As it turns out, being able to virtualize an operating environment instance is a good measure of whether a blade will offer new opportunities to help offset its capital costs. In a 3000 update meeting on Tuesday, HP said that replacing a 3000 of A-Class or lower power was a good match for a blade. N-Class replacements are going to need a faster generation of processor to capture all the advantage of blade servers.
HP has been quick to remind us here that faster Itanium processors from Intel like Tukwila are only a matter of months away from getting to the vendors who build blades.
Blades support all five HP operating environments still on the "we'll sell you those" list: Windows, Linux, HP-UX, NonStop and OpenVMS. The blade servers support small to medium workloads individually, accept Integrity Virtual Machines, have moderate scalability requirements and moderate failover requirements.
Down in HP's booth in the Expo show floor, a senior product engineer showed me two enclosures in which to place your blade servers, the c3000 (coincidence, no?) and the c7000. It's a matter of how many blade systems you'll want to install and how much attached storage you will need, but the blades which you install in the c3000 enclosure can be moved to a c7000 if your needs grow.

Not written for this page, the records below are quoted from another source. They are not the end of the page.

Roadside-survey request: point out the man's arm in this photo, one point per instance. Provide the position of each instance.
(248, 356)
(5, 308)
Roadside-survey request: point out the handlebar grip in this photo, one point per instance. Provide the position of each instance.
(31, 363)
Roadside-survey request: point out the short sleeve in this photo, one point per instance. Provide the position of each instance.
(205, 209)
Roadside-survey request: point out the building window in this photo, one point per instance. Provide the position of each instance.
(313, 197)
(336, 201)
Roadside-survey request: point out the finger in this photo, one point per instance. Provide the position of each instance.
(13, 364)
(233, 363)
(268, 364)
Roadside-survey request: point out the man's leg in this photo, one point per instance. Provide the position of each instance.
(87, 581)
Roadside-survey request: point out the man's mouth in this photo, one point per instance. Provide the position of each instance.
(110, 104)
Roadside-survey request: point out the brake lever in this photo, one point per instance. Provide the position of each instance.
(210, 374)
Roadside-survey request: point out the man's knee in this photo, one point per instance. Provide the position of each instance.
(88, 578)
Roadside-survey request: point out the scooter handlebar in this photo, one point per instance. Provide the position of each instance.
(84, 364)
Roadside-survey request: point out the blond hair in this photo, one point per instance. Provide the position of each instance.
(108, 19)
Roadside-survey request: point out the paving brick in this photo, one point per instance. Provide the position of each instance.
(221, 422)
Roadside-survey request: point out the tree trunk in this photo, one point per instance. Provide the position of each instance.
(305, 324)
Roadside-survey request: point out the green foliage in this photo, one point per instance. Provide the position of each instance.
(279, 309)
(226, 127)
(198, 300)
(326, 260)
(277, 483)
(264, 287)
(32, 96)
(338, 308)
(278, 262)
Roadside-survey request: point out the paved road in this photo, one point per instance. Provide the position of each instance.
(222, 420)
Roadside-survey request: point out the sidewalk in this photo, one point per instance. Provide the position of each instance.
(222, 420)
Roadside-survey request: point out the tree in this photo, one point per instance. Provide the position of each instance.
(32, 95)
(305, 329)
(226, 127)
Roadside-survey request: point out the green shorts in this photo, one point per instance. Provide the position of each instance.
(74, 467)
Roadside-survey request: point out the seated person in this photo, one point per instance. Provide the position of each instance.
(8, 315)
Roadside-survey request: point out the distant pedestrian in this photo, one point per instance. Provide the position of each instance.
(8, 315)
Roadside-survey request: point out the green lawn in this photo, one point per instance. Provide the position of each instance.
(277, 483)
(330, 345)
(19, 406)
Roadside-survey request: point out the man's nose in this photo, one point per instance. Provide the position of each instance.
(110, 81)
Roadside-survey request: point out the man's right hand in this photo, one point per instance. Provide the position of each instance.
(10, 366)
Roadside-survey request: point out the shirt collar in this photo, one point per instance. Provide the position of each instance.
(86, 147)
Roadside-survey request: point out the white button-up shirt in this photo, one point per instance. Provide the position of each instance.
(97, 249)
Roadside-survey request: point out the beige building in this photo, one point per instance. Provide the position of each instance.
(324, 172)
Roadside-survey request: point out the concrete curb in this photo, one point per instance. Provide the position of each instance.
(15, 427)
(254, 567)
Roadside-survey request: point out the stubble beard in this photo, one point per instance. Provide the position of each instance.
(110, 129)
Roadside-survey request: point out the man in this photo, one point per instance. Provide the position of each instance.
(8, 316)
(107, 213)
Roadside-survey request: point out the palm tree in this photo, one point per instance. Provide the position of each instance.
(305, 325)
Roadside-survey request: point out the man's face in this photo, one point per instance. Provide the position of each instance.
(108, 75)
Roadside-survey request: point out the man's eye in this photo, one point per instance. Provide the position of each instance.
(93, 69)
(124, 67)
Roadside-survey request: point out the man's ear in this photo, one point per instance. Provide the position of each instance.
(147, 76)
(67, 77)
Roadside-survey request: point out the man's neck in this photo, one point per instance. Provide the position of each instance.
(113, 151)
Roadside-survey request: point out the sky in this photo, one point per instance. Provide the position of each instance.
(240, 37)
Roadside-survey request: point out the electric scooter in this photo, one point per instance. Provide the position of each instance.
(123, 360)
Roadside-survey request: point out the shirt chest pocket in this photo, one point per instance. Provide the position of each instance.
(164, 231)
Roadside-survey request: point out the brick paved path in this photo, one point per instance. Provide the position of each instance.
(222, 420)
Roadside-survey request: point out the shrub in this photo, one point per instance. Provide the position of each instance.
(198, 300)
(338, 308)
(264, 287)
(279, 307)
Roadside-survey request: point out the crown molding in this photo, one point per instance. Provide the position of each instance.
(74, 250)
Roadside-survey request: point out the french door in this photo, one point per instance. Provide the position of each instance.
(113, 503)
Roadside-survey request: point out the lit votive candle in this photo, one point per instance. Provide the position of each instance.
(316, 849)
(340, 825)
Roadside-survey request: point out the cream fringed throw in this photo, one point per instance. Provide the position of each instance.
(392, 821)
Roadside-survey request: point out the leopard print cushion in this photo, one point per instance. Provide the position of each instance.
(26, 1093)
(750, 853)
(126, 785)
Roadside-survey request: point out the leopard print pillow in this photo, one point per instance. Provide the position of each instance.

HP made it easy to feel good about taking away more details on the products. In a clever use of green technology, HP placed laptops around its exhibit space to request product literature about the key solutions for mission-critical customers like you. Tick a box next to a product, fill in an e-mail address, and you get an HP e-mail with links that will drop datasheet and whitepaper PDF files onto your desktop. Save a tree.
HP got a glowing review of its blade solution with big mention of the power savings the solutions deliver. There's also a roundup of the blade server family, as well as a good primer on the why's of design of the blade server enclosures and why HP believes they're a good fit for a midsize company.
Whatever saves energy and space deserves a closer look in our world where energy and resource capacity are growing issues. Getting things smaller and cooler seems like a great idea this week, sitting in one of the largest resort complexes in the world with the highs outside nearing 110 degrees.